Proc AMIA Symp. 2000:354-8.
The Unified Medical Language System (UMLS) [1, 2] Metathesuarus is concept-oriented; its goal is to unite all names with identical meaning in a single Concept. The names come from its constituent vocabularies or "sources"--a wide variety of biomedical terminologies including many controlled vocabularies and classifications used in patient records, administrative health data, bibliographic, research, full-text, and expert systems. Many offer little definitional information, and many are not themselves concept-oriented, so identifying synonymy is a challenging semantic task [3]. The rapidly increasing size of the Metathesaurus makes the task daunting, demanding effective computational support; there are more than 1.5 million names for 730,000 concepts in the January 2000 release. Vocabularies are added and updated using sophisticated lexical matching, selective algorithms, and expert review [4, 5, 6]. Yet the result is imperfect; we have discovered and corrected missed synonymy in approximately 1% of previously released concepts each year. This paper reviews general methods for finding missed synonymy and describes several specific novel approaches which we have found effective.

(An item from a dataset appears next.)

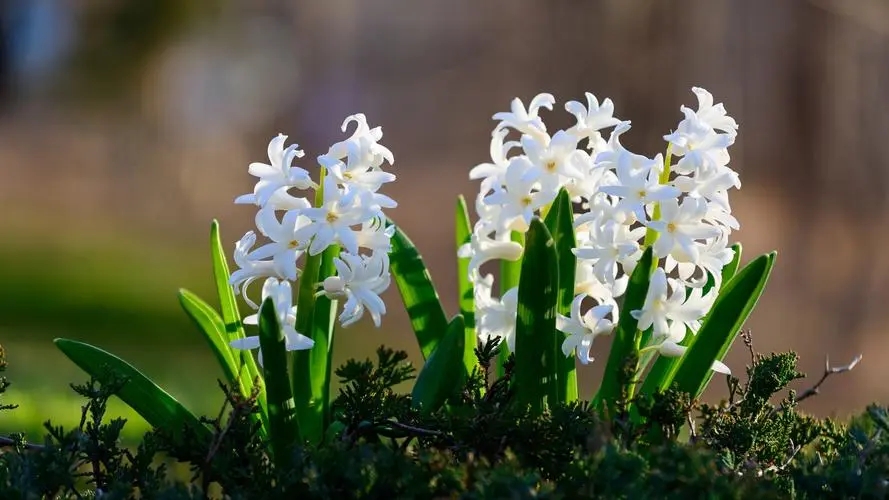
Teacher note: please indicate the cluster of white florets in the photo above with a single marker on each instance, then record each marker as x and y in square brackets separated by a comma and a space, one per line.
[625, 202]
[349, 214]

统一医学语言系统(UMLS)[1, 2]元词表是以概念为导向的;其目标是将所有具有相同含义的名称统一到一个单一概念中。这些名称来自其组成词汇表或“来源”——各种各样的生物医学术语,包括许多用于患者记录、行政健康数据、书目、研究、全文和专家系统的受控词汇表和分类法。许多术语提供的定义信息很少,而且许多本身并非以概念为导向,因此识别同义词是一项具有挑战性的语义任务[3]。元词表规模的迅速增长使得这项任务艰巨,需要有效的计算支持;在2000年1月发布的版本中,730,000个概念有超过150万个名称。词汇表通过复杂的词汇匹配、选择性算法和专家评审来添加和更新[4, 5, 6]。然而结果并不完美;我们每年都会在大约1%的先前发布的概念中发现并纠正遗漏的同义词。本文回顾了查找遗漏同义词的一般方法,并描述了我们发现有效的几种具体新颖方法。